Is there a way to use “and” or “&” only if there are more than two names? At the moment, it seems to be possible to specify that the delimiter before “and / &” is only used if there are more than a certain number of names (with delimiter-precedes-last
), but there does not seem to be an attribute for restricting the use of “and” to a least three names. Am I missing something?
No way to do that directly in CSL. It’s not much of an answer, but I suppose you could set the style up with and="symbol"
and delimiter-precedes-last="always"
, and then do a find-and-replace (for , &
) after stripping Zotero codes at the last stage of MS preparation. At present, at least, I think that’s the closest we could bring it.
What’s the use case here? I’ve never seen this and it seems like a very odd requirement for a style.
Well, it’s just a style I am editing for one department at my institution. In their guidelines they have the following requirement:
“Zwischen den einzelnen Autorinnen/Autoren einer Publikation wird ein „ ; “ gesetzt. Bei mehr als 2 Autorinnen/Autoren wird vor der letzten Autorin/dem letzten Autor ein „&“verwendet.”
(I can’t find the guidelines online, but I can send them to you via mail if you like)
Just to be clear: I don’t find that really useful as well, and I have already suggested that they should either always use “&” before the last name. But like in the other thread, it is not my decision.
And that’s actually implemented like that (e.g. in the examples) or is it just sloppy writing (which we see a lot of in de-facto homemade citation guidelines)?

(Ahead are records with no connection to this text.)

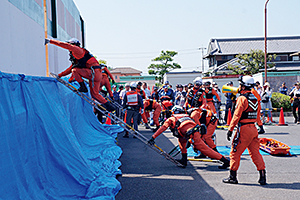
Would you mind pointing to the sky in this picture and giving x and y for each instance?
(133, 32)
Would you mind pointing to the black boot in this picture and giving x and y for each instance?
(200, 156)
(215, 149)
(183, 160)
(226, 163)
(261, 130)
(262, 177)
(147, 126)
(155, 129)
(126, 135)
(108, 106)
(232, 178)
(82, 87)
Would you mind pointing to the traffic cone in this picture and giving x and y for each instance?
(125, 116)
(108, 120)
(281, 119)
(229, 117)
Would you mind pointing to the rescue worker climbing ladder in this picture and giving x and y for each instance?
(85, 65)
(117, 120)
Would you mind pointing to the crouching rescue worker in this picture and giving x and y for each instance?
(85, 65)
(149, 106)
(205, 116)
(184, 128)
(245, 115)
(132, 102)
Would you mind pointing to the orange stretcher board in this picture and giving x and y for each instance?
(274, 147)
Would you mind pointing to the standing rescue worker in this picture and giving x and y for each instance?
(132, 102)
(149, 106)
(205, 116)
(245, 115)
(210, 93)
(195, 96)
(184, 128)
(85, 65)
(105, 80)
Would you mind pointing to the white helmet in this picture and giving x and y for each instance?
(74, 41)
(177, 110)
(247, 81)
(197, 81)
(133, 84)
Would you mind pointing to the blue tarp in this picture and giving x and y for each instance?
(51, 144)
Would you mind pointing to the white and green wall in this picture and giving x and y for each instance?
(22, 34)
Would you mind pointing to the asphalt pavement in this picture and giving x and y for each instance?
(147, 175)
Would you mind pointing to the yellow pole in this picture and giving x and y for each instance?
(46, 36)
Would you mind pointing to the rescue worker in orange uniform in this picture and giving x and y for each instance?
(105, 81)
(195, 96)
(245, 115)
(139, 89)
(150, 105)
(209, 94)
(205, 116)
(132, 102)
(85, 65)
(185, 128)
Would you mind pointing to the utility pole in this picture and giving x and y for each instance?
(266, 41)
(202, 48)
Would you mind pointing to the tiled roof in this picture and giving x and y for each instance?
(288, 44)
(125, 70)
(279, 66)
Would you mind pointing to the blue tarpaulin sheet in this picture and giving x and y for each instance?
(51, 144)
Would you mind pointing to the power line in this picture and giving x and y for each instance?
(104, 53)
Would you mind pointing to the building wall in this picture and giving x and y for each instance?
(22, 35)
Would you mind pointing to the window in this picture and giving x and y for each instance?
(295, 58)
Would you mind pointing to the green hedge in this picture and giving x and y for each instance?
(280, 100)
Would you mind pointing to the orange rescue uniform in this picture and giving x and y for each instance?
(150, 105)
(209, 93)
(105, 81)
(182, 129)
(203, 116)
(248, 132)
(85, 72)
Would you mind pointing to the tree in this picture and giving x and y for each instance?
(253, 61)
(166, 64)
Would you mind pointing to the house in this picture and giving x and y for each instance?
(124, 71)
(222, 52)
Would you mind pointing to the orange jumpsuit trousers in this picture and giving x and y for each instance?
(248, 136)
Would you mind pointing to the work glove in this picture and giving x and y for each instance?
(229, 134)
(47, 40)
(188, 144)
(261, 130)
(151, 141)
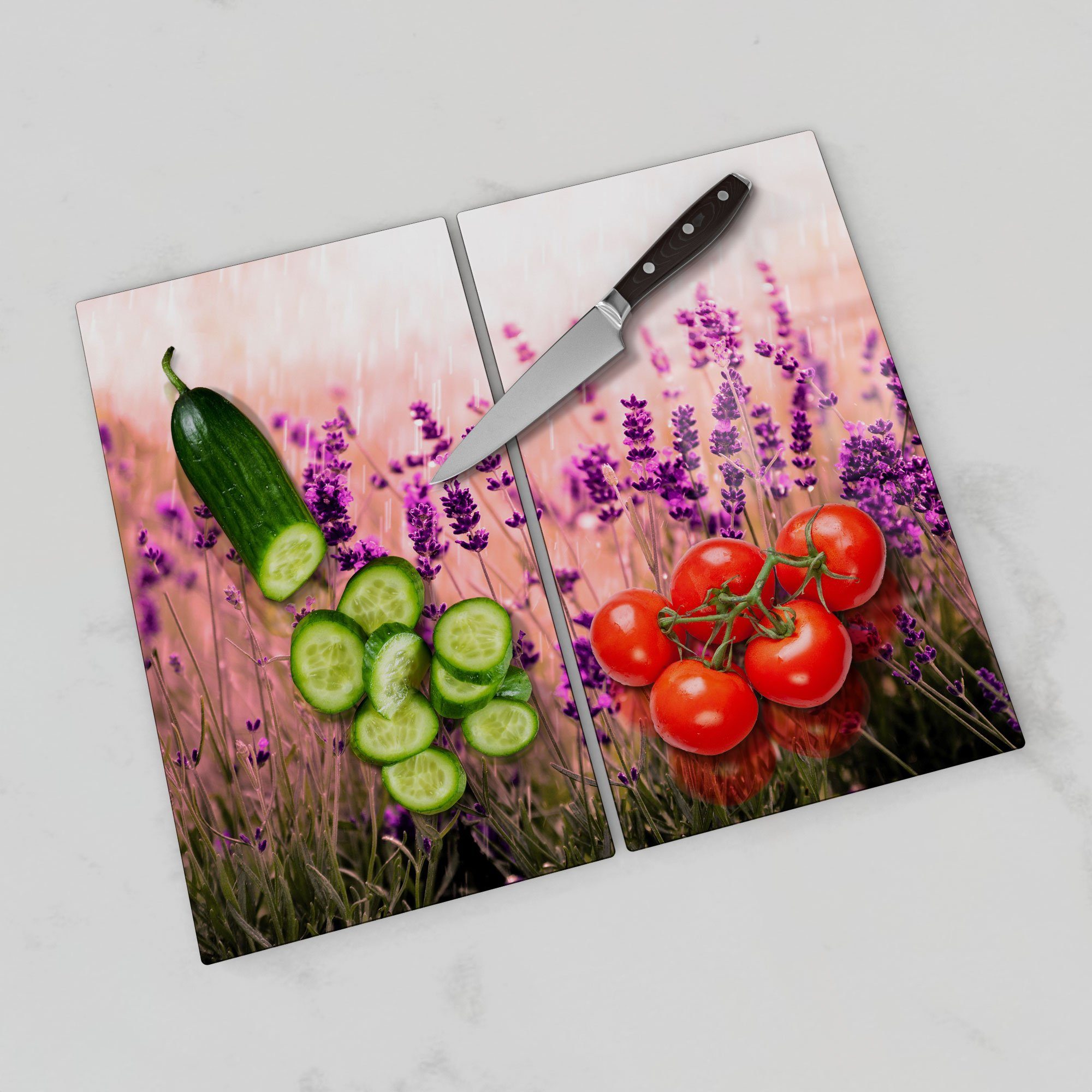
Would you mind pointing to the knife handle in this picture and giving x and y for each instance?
(692, 234)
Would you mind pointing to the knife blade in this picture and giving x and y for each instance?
(597, 339)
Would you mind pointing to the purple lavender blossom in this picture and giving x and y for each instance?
(208, 539)
(358, 555)
(599, 687)
(591, 479)
(881, 477)
(464, 515)
(398, 824)
(326, 491)
(299, 616)
(998, 697)
(639, 437)
(148, 618)
(524, 651)
(431, 431)
(566, 579)
(726, 444)
(423, 526)
(895, 386)
(801, 447)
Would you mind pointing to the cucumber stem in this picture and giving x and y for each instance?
(180, 386)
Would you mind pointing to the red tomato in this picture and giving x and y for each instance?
(805, 669)
(627, 639)
(728, 779)
(854, 548)
(873, 623)
(711, 564)
(703, 711)
(827, 730)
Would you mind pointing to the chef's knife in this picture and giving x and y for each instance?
(597, 339)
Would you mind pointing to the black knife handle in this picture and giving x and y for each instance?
(692, 234)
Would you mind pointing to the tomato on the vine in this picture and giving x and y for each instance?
(873, 623)
(728, 779)
(627, 639)
(805, 669)
(713, 564)
(702, 710)
(854, 548)
(825, 731)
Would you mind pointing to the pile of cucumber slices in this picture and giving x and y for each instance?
(367, 656)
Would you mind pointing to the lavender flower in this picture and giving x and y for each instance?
(589, 478)
(566, 579)
(326, 491)
(398, 824)
(431, 431)
(299, 616)
(423, 526)
(801, 447)
(637, 429)
(599, 687)
(998, 697)
(524, 651)
(208, 539)
(726, 444)
(464, 516)
(881, 477)
(358, 555)
(895, 386)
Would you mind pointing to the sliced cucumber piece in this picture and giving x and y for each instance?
(516, 684)
(502, 729)
(455, 698)
(396, 660)
(327, 661)
(474, 640)
(291, 560)
(388, 589)
(382, 740)
(432, 781)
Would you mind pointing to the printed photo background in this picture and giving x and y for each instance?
(781, 300)
(358, 353)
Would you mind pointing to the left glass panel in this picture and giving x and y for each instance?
(330, 757)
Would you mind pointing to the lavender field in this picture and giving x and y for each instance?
(284, 833)
(755, 387)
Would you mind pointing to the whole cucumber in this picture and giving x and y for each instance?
(239, 476)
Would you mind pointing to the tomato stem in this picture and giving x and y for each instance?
(728, 607)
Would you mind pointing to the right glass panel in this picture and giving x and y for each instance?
(762, 581)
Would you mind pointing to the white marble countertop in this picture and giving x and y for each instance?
(937, 932)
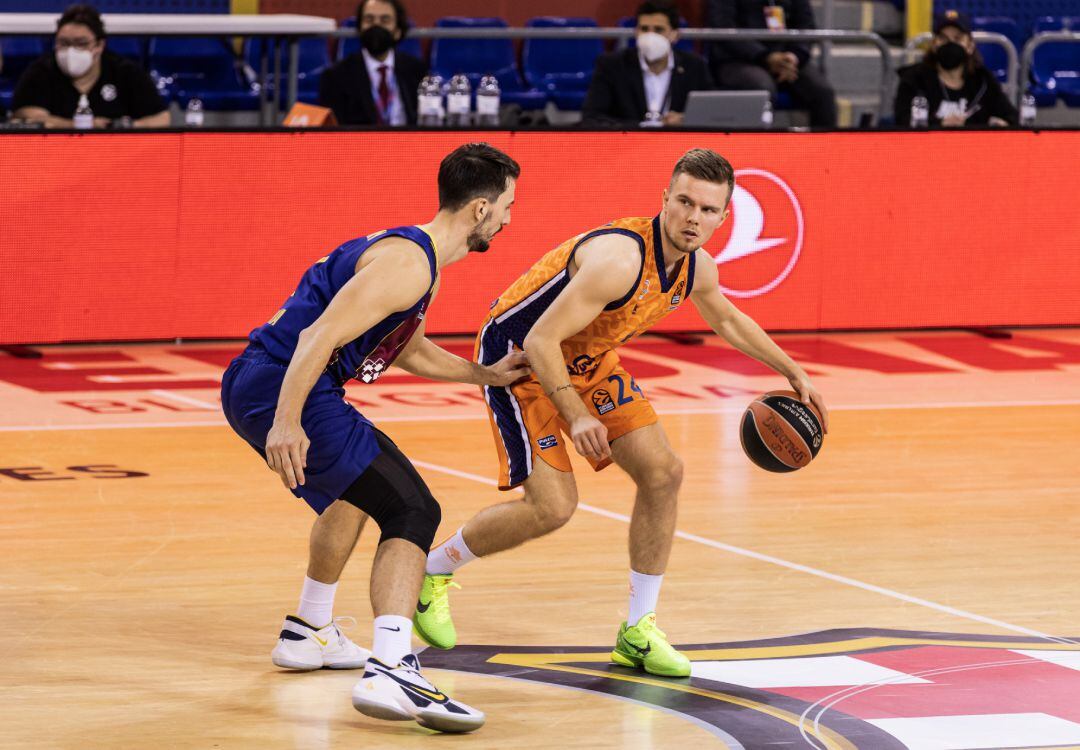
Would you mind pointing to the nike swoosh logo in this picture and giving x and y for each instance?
(437, 697)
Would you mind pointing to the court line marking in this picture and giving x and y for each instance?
(783, 563)
(483, 416)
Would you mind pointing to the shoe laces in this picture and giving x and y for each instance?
(342, 623)
(648, 627)
(441, 598)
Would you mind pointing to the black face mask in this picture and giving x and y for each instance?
(950, 55)
(377, 40)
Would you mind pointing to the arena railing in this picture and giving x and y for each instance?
(1012, 68)
(703, 35)
(1028, 54)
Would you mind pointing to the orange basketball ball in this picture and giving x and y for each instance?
(780, 432)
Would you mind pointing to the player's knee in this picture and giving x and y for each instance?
(552, 516)
(663, 477)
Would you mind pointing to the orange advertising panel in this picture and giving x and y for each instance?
(136, 236)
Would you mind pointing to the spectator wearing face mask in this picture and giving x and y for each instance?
(771, 66)
(49, 91)
(378, 84)
(958, 86)
(649, 83)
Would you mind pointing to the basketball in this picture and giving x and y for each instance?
(780, 432)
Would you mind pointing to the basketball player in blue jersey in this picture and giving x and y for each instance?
(353, 313)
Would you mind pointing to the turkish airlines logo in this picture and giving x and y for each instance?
(763, 238)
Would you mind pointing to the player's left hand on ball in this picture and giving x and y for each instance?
(811, 397)
(287, 453)
(511, 367)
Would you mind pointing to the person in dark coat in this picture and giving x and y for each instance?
(771, 66)
(958, 86)
(378, 84)
(650, 83)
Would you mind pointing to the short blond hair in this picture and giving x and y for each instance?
(704, 163)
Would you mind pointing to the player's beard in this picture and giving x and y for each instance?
(478, 240)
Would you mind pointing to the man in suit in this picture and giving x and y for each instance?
(647, 84)
(771, 66)
(378, 84)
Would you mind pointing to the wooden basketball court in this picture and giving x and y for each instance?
(915, 586)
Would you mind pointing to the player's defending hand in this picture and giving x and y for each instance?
(511, 367)
(287, 452)
(590, 438)
(811, 397)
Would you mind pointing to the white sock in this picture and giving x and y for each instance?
(449, 556)
(316, 603)
(392, 639)
(644, 592)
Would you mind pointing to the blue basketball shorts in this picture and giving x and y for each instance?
(342, 441)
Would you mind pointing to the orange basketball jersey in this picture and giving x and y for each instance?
(652, 297)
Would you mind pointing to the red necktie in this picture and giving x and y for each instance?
(383, 95)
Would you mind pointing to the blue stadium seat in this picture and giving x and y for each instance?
(351, 44)
(475, 57)
(631, 22)
(563, 68)
(1055, 70)
(186, 67)
(994, 55)
(18, 52)
(314, 57)
(132, 48)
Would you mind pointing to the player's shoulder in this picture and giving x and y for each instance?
(615, 250)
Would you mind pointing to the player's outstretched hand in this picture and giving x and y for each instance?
(287, 453)
(590, 438)
(811, 397)
(511, 367)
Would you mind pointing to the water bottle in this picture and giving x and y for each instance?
(193, 114)
(920, 111)
(1027, 111)
(430, 103)
(83, 115)
(487, 102)
(459, 102)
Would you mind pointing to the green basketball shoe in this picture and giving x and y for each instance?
(431, 621)
(645, 646)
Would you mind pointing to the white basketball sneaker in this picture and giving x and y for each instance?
(304, 647)
(401, 693)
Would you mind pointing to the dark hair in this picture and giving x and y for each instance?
(473, 171)
(706, 164)
(665, 7)
(86, 15)
(400, 14)
(973, 64)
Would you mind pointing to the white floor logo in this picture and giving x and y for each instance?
(763, 238)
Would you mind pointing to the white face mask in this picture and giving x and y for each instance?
(653, 47)
(75, 63)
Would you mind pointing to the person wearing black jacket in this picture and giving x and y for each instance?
(378, 84)
(958, 86)
(650, 83)
(771, 66)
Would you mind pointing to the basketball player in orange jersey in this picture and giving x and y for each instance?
(569, 312)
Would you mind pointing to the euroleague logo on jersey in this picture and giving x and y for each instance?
(761, 240)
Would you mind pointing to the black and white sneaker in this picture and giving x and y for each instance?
(401, 693)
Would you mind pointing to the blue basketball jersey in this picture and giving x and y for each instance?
(364, 358)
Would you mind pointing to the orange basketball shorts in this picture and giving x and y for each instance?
(526, 425)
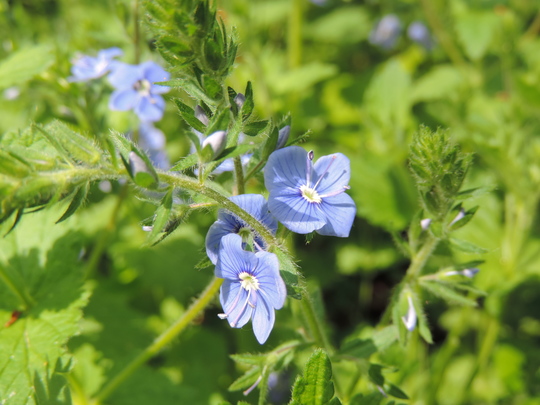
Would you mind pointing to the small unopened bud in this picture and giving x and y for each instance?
(283, 136)
(217, 142)
(410, 319)
(460, 215)
(239, 100)
(425, 223)
(200, 114)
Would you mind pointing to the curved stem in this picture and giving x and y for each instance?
(161, 341)
(314, 322)
(185, 182)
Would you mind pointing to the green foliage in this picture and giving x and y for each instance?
(41, 296)
(315, 386)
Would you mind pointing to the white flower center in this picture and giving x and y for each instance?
(249, 282)
(310, 194)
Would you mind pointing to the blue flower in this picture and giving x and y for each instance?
(252, 289)
(307, 198)
(152, 140)
(420, 34)
(386, 32)
(87, 67)
(135, 89)
(227, 223)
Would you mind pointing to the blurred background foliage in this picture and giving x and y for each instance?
(480, 77)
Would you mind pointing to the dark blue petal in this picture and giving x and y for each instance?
(340, 211)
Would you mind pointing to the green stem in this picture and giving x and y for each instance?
(161, 341)
(314, 322)
(189, 183)
(239, 174)
(23, 298)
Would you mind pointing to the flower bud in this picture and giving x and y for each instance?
(217, 142)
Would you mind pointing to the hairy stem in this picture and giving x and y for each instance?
(162, 340)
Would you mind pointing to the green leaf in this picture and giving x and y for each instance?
(441, 82)
(475, 31)
(364, 348)
(24, 64)
(188, 115)
(76, 202)
(254, 128)
(315, 387)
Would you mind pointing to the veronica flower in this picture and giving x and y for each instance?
(87, 67)
(135, 89)
(227, 223)
(306, 197)
(252, 289)
(386, 32)
(419, 33)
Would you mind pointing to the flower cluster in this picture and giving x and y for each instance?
(134, 89)
(304, 197)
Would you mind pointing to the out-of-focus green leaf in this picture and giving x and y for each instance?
(24, 64)
(443, 81)
(475, 31)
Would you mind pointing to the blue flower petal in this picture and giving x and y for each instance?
(233, 299)
(295, 212)
(340, 211)
(263, 321)
(336, 172)
(123, 100)
(124, 76)
(286, 168)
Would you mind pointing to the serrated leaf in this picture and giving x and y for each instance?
(364, 348)
(24, 64)
(446, 292)
(315, 387)
(46, 283)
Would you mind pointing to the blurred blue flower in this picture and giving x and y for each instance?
(252, 288)
(152, 140)
(135, 89)
(227, 223)
(419, 33)
(86, 67)
(307, 198)
(386, 32)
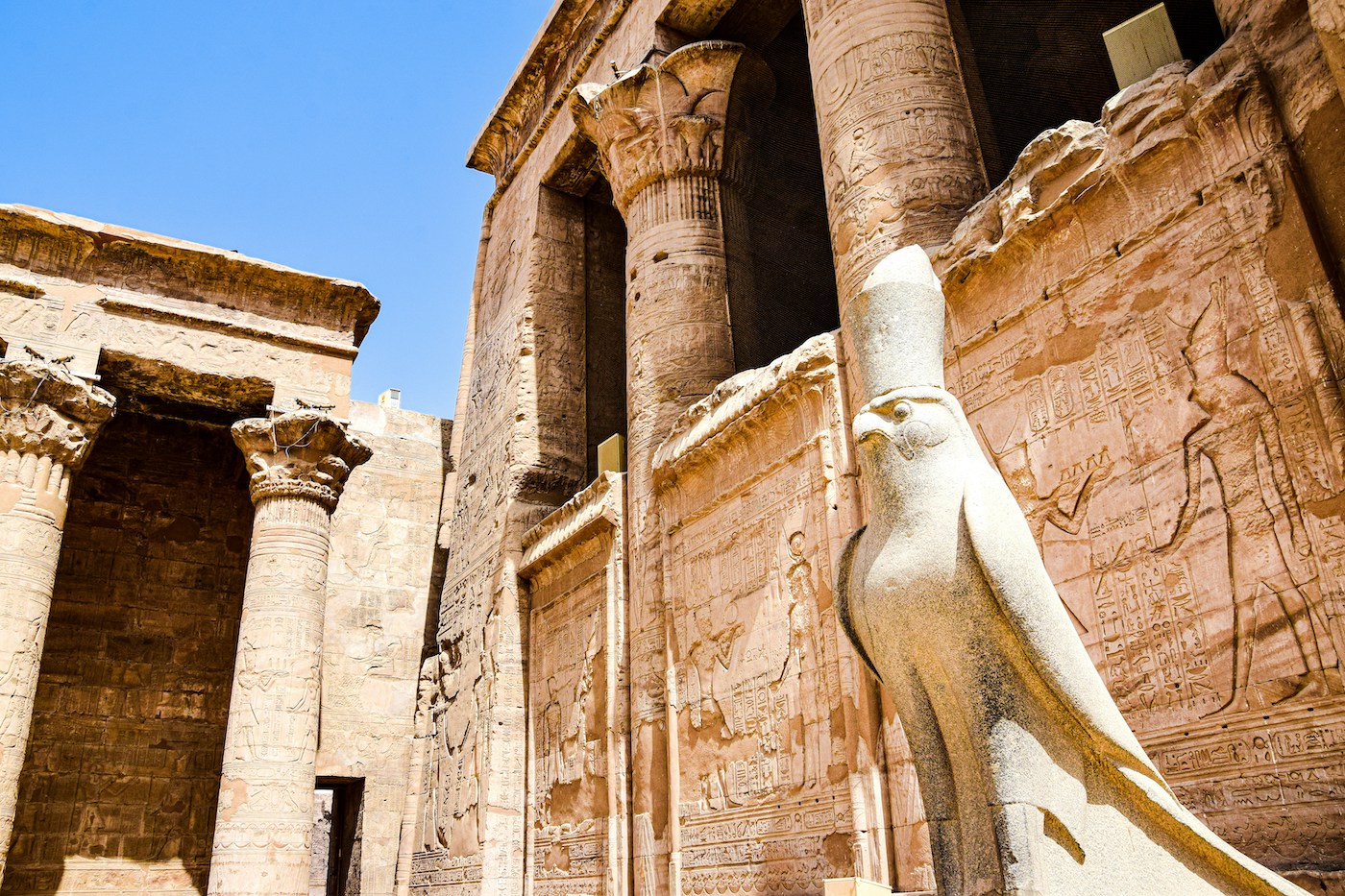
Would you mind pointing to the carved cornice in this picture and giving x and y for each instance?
(299, 455)
(50, 413)
(669, 120)
(596, 507)
(730, 406)
(103, 254)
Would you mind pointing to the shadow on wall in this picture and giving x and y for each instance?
(120, 786)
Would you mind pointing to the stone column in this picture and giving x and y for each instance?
(299, 463)
(900, 154)
(49, 419)
(666, 143)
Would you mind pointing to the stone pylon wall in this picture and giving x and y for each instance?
(1079, 331)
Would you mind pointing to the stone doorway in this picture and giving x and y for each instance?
(338, 811)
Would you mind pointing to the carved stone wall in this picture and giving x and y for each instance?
(775, 759)
(1186, 244)
(1147, 341)
(578, 697)
(123, 775)
(473, 787)
(379, 583)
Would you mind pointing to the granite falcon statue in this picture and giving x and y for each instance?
(1032, 781)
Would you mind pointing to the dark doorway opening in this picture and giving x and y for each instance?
(782, 278)
(338, 815)
(604, 323)
(1032, 64)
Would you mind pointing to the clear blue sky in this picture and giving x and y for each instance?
(325, 134)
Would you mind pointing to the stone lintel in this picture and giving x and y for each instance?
(60, 245)
(525, 110)
(50, 413)
(305, 453)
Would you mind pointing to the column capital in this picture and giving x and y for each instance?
(50, 413)
(669, 120)
(299, 455)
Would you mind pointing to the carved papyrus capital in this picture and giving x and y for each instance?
(299, 455)
(47, 412)
(669, 120)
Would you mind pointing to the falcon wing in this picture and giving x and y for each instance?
(1012, 566)
(843, 596)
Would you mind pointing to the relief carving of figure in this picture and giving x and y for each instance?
(1039, 510)
(1032, 781)
(710, 654)
(1240, 437)
(809, 660)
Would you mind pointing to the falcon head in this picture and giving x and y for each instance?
(911, 420)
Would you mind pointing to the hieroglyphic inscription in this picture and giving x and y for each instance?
(757, 673)
(1170, 422)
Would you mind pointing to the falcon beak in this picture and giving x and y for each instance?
(869, 425)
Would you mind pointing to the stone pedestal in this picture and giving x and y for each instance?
(666, 143)
(900, 154)
(299, 465)
(49, 419)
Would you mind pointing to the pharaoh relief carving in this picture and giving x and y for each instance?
(1162, 397)
(1240, 439)
(767, 747)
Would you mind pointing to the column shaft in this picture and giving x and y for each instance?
(264, 821)
(265, 814)
(900, 154)
(666, 137)
(49, 420)
(33, 510)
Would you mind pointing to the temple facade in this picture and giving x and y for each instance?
(258, 638)
(215, 570)
(639, 685)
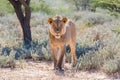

I completely agree that we can’t be overly normative in what we include in CSL, but I’m also not willing to introduce CSL features because some professor somewhere came up with a rule. Whether there’s some sort of logic behind a rule is often (though admittedly not always) a good way to see whether there are likely going to be other instances of a requirement.
Yes. It is really implemented this way. I can send you the guidelines if you send me your mail via pm.
The style is actually based on APA, but this is one of the cases where they explicitly asked me to implement a different behaviour. So I don’t think this is some misunderstanding here.
Yeah, unless we see more examples of this, I don’t think we’ll try to support it.